How to avoid latency issues?

Hi,

Looking for advice and words of wisdom. I had someone record background vocals last night on 4 songs. For each song, there were 25 - 35 recording events. When I went back to work on the songs today, I noticed that the 4th song had crackling in all 33 raw wave files. My conclusion at this point is that I pushed my luck using 256 buffer size, and perhaps I need to start using 512 buffer size.

I assume the crackling is related to audio dropouts. To avoid high CPU usage triggering the dropouts, I typically restart my computer prior to starting a recording session.

Comments/Questions:

  1. I read that some engineers are able to use very small buffer sizes. How do they manage that?

  2. Are there some best practices? Maybe I should restart Cubase between each song project to minimize CPU and other resources?

  3. Doesn’t Cubase display warnings when dropouts occur? I vaguely remember that in earlier versions of Cubase. I now understand there are Cubase tools to monitor latency and I need to study up a bit more. It is just frustrating that I recorded 33 files and didn’t know I was having issues. It would have really slowed things down if I verified each wave file after recording.
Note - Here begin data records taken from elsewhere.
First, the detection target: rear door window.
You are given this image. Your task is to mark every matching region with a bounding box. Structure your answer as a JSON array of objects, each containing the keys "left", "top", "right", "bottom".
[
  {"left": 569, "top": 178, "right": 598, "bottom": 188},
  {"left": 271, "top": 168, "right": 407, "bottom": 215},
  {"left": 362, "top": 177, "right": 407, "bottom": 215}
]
  4. I also noticed that the 4th song had a Superior Drummer 3 drum track that was not frozen like I normally try to do. Good chance I would not have had the issue if I froze the track prior to recording vocals.

  5. So the main question is, do you need to be constantly monitoring CPU and resources to make sure dropouts do not occur?

Thanks in advance for any help with this,
Mike

Hi,

Are you sure the crackling is really recorded in the signal? Isn’t it just playback issue? If you would have a drop-outs while recording, you would be informed by Cubase.

  1. Have a good stable and reliable system and use Direct Monitoring.

  2. Yes it does.

  3. Of course, when you freeze CPU heavy tracks, you get more for recording. But Direct Monitoring solves this.

  4. Not really, if you have tuned system.

Thanks Martin for always being here to help me out!

The issue is definitely there in the recorded raw files in the Audio directory when I play through Media Player. Maybe it is not actually dropouts but something else causing crackling noises in the raw files. It only seems to crackle when actual singing (higher signal) is taking place not in the silent parts of the wave file. If it is not dropouts, do you know what else could be causing the bad recordings?

https://drive.google.com/file/d/1C-oYDU2n1H4fKO6xiVPUUzT3M_5CFP5F/view?usp=sharing

I tried to duplicate the issue without success. It just seems that, on the night in question, my PC or Cubase app was in some state that caused these recording glitches to occur. The recordings for the first three songs no problem, then the 4th song had an issue.

This is a long shot, but this song had a tempo track unlike the first three songs. However, the tempo track was disabled for the recordings. If you recall I had a similar but different issue reported with tempo track: Another Strange Glitch - Tempo Track Enabled - Cubase - Steinberg Forums

In that case it was crackling noises during playback and not recording.

BTW, does Cubase or anybody have a plugin do get rid of the crackling? I am trying to learn more about the audio editor, but I am having trouble ‘seeing’ the crackles.

thanks again,
Mike

Hi,

There is no plug-in like this in Cubase. You can find one in WaveLab or you can use SpectraLayers.

To me it doesn’t sound like a common drop-outs.